1 Advocacy devotes two sentences to a third alleged injury, “loss of customer trust and goodwill” from Clevinger’s alleged “misuse of . . . confidential and or proprietary information.” Appellant’s Br. 34. To the extent this argument is preserved, it fails on the merits. See Schneider v. Kissinger, 412 F.3d 190, 200 n.1 (D.C. Cir. 2005) (“It is not enough merely to mention a possible argument in the most skeletal way, leaving the court to do counsel’s work” (cleaned up)). The only case Advocacy cites in support of this alleged injury dealt with a far different situation. See Appellant’s Br. 34 (citing Morgan Stanley DW Inc. v. Rothe, 150 F. Supp. 2d 67, 77 (D.D.C. 2001)). There, a former employee took “extremely private and sensitive” client financial information from his employer “without the clients’ permission,” risking “a loss of trust and goodwill” from clients who may “feel that their personal information is not safe with the plaintiff.” Rothe, 150 F. Supp. 2d at 77-78. Here, Advocacy alleges only that Clevinger took customer “contacts” — information far less likely to impair “customer trust and goodwill” than the sensitive financial information at issue in Rothe. Id. at 77. 5 1. The Standard for Irreparable Harm

We are mindful of the “high standard for irreparable injury.” Chaplaincy of Full Gospel Churches v. England, 454 F.3d 290, 297 (D.C. Cir. 2006). Such an injury “must be both certain and great.” Wisconsin Gas Co. v. FERC, 758 F.2d 669, 674 (D.C. Cir. 1985). “Mere injuries, however substantial, in terms of money, time and energy necessarily expended in the absence of a” preliminary injunction “are not enough.” Virginia Petroleum Jobbers Association v. Federal Power Commission, 259 F.2d 921, 925 (D.C. Cir. 1958).
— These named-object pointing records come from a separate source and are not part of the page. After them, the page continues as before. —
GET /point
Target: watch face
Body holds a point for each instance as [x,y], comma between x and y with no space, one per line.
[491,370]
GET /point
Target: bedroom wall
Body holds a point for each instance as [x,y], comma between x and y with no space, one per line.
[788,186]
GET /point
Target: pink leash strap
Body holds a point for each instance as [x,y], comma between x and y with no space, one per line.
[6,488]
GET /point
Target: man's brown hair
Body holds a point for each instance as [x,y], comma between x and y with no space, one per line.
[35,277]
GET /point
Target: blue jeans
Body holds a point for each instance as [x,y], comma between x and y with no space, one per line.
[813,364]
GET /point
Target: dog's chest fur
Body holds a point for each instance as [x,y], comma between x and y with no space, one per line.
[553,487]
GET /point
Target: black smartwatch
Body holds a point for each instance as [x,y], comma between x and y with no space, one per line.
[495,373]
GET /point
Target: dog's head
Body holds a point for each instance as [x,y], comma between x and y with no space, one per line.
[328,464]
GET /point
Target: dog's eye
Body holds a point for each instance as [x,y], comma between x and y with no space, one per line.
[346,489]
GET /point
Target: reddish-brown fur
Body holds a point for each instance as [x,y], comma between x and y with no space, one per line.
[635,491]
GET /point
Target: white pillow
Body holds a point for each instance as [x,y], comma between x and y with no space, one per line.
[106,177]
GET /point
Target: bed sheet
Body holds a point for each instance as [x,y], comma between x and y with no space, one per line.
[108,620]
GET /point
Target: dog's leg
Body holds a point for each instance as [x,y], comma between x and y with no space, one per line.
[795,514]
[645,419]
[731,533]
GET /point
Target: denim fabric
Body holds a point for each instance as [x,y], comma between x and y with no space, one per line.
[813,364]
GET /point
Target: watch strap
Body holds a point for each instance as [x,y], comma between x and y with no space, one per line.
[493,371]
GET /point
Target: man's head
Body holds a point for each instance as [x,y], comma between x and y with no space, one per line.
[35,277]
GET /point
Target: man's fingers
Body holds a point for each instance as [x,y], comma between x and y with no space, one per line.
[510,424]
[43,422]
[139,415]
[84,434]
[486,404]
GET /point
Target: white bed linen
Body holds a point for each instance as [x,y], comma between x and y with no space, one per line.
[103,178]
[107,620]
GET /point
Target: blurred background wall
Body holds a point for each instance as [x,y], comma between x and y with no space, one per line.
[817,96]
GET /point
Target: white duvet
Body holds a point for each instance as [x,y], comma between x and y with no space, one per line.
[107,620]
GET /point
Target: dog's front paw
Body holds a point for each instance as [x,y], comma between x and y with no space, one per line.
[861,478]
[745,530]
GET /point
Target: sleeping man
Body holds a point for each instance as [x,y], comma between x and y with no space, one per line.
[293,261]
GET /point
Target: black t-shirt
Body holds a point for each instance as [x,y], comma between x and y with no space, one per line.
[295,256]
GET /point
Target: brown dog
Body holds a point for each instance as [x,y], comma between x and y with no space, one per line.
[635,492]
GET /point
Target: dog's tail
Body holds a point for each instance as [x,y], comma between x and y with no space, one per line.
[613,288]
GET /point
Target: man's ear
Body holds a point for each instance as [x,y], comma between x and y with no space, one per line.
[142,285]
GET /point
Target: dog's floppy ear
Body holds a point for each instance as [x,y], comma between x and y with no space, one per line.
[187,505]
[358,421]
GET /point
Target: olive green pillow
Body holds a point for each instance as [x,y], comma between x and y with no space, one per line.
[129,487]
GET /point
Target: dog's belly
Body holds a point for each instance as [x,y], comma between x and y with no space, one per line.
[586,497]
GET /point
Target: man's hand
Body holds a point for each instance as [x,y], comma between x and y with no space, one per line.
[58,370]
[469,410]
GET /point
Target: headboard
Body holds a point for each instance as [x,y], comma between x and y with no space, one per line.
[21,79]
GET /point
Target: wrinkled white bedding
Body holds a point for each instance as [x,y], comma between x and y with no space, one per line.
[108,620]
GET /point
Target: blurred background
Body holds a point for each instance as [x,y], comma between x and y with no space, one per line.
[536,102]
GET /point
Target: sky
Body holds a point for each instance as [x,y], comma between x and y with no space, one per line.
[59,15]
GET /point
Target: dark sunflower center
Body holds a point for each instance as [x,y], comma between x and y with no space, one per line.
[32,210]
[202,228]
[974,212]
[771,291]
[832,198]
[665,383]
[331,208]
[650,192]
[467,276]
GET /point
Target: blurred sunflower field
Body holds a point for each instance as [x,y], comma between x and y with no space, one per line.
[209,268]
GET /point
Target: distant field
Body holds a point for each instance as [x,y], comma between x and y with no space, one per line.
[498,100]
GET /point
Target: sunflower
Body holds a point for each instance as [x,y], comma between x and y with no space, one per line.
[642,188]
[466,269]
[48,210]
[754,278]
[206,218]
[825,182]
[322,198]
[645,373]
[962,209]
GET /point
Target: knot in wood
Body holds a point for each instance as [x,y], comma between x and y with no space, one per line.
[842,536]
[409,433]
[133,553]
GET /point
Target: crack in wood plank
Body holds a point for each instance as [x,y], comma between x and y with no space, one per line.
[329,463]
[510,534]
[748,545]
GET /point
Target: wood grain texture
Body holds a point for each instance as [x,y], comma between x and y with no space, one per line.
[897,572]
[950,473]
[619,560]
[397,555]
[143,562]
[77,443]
We are also mindful that rigid rules and equity principles mix like oil and water. So not surprisingly, no categorical rule precludes preliminary injunctions that protect noncompete agreements. In some cases, breaches of a noncompete must be preliminarily enjoined because “economic losses from the breach are either incalculable or so substantial as to threaten the employer’s ability to stay in business.” Hospitality Staffing Solutions, LLC v. Reyes, 736 F. Supp. 2d 192, 199 (D.D.C. 2010). But in other cases, courts can remedy the breach of a noncompete agreement with compensatory relief. And the “possibility that adequate compensatory or other corrective relief will be available at a later date, in the ordinary course of litigation, weighs heavily against a claim of irreparable harm.” Virginia Petroleum, 259 F.2d at 925.

2. Loss-of-Customers Injury

Advocacy says that without a preliminary injunction, it will lose customers.